Havia um livro que merecia encontrar mais leitores, de tão gostoso de ler que é. Havia uma leitora que queria fazer uma resenha, mas desistiu pelo adiantado da hora e pelo muito que ainda há para ler por hoje. Mas em cada um desses contos tão diferentes criados por Joana Bértholo, todos começando com a palavra "Havia" que tá título ao livro, a autora nos mostra as infinitas possibilidades da literatura de uma forma leve e divertida. Recomendo a leitura e deixo aqui o conto que mais gostei no livro, para aguçar o desejo de ler de vocês.
"Havia uma rapariga que todas as manhãs saía para tomar um café com um poema. Tinha-o visto num filme de cinema. Era menina e havia apenas uma sala de cinema na região. Nesse filme, uma mulher lindíssima que acordava perfeitamente penteada e maquilhada sentava-se numa esplanada, numa praça cheia de pombos que não sujavam o chão. Ficava simplesmente ali, lindíssima, a observar as pessoas que passavam e passeavam. Sobre elas escrevia doces e cândidos poemas. Todas as manhãs, justamente ao terminar o seu poema mais inspirado, aparecia um homem alto e bem-parecido. Tinha ar de galã e bebia galão.Foi a partir deste filme que a rapariga ganhou o hábito de ir para a esplanada do fundo da rua, que não tinha arcadas monumentais, mas tinha pombos. Estes, ao contrário dos outros, sujavam tudo e tornavam a rua praticamente intransitável. Pelo que as pessoas evitavam passar por ali. Mesmo assim, a rapariga que todas as manhãs saía para tomar café, e aguardava o seu galã. Para sua enorme estranheza, nunca um galã se sentou à sua mesa para tomar um galão. Ou lhe elogiar a métrica. Muitos anos assim se passaram. Muitos poemas assim se escreveram.Ao contrário do que se possa julgar, nunca desta espera se gerou um espírito desiludido ou amargo. A rapariga que todas as manhãs saía para tomar café com um poema nunca deixou que a escuridão do cinema turvasse a (sua) realidade. Todas as manhãs a rapariga saía para tomar café com um poema, todas as manhãs com a mesma fé e o mesmo ânimo.Para ela, havia suficiente beleza cinematográfica simplesmente naquele ritual, na teimosia dos pombos contra a brancura do mármore, no modo improvável e simpático como a cadeira de ferro se tinha ajustado às suas formas redondas, na atenção turística que os poucos transeuntes – e sempre os mesmos – lhe entregavam num sorriso, ao vê-la sempre ali, estátua e marco daquela rua. Mais embelezadora que qualquer arcada.

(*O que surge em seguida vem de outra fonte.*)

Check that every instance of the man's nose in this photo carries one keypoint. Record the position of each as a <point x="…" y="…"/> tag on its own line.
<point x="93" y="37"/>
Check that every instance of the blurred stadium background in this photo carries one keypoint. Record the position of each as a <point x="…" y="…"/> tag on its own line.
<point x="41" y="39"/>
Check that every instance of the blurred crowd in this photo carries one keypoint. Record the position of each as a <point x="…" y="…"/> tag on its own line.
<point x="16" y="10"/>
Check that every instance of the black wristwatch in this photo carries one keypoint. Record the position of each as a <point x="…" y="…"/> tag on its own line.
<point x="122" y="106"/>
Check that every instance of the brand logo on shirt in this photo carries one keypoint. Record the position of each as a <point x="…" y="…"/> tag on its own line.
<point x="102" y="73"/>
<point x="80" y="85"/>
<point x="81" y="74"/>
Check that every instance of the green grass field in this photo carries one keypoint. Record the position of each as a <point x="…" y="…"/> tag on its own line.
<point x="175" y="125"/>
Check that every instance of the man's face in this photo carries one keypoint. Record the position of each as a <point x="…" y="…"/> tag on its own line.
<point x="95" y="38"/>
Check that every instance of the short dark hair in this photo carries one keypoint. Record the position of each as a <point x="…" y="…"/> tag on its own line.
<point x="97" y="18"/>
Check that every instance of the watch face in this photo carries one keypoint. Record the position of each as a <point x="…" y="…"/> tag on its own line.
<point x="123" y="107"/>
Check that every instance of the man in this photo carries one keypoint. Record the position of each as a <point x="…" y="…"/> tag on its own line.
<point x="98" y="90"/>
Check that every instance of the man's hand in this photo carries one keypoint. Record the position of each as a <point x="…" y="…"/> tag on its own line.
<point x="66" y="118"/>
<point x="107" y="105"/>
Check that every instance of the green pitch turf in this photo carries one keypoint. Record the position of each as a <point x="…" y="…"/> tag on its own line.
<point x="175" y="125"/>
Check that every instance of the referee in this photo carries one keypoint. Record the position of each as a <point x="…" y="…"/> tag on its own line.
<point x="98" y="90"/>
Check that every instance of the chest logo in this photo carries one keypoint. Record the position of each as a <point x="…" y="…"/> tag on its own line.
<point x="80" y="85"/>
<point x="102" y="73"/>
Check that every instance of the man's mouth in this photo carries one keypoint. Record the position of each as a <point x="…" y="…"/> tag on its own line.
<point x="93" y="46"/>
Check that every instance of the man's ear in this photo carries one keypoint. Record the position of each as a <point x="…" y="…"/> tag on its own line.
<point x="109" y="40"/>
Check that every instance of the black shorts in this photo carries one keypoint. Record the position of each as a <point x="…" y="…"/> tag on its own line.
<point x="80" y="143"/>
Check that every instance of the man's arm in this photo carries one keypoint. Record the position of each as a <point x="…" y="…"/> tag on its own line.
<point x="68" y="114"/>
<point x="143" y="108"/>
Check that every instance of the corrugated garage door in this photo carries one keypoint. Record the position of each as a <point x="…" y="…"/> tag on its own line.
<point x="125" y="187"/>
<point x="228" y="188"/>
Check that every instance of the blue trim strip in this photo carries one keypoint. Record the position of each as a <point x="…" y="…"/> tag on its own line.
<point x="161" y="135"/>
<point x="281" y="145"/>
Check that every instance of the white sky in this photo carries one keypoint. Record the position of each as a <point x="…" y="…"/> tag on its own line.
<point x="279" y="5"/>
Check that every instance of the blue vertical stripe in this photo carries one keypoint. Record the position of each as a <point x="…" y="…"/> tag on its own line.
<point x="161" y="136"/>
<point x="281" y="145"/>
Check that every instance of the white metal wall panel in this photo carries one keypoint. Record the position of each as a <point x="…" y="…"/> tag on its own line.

Muitos anos assim se passaram. Muitos poemas assim se escreveram.”
Joana Bértholo. Havia. Lisboa: Editorial Caminho, 2012.
Joana Bértholo nasceu em Lisboa em 1982. Frequentou o Curso Geral de Artes na Escola Secundária António Arroio, e depois a Faculdade de Belas-Artes de Lisboa, onde se licenciou em Design de Comunicação. É doutora em Estudos culturais pela European University Viadrina Frankfurt (Oder), na Alemanha. Publicou os livros Diálogos Para o Fim do Mundo (2009)- Prémio Literário Maria Amália Vaz de Carvalho (2009); Havia - histórias de coisas que havia e de outras que vai havendo (2012); O Lago Avesso - uma hipótese biográfica (2013); e Inventário do Pó (2015).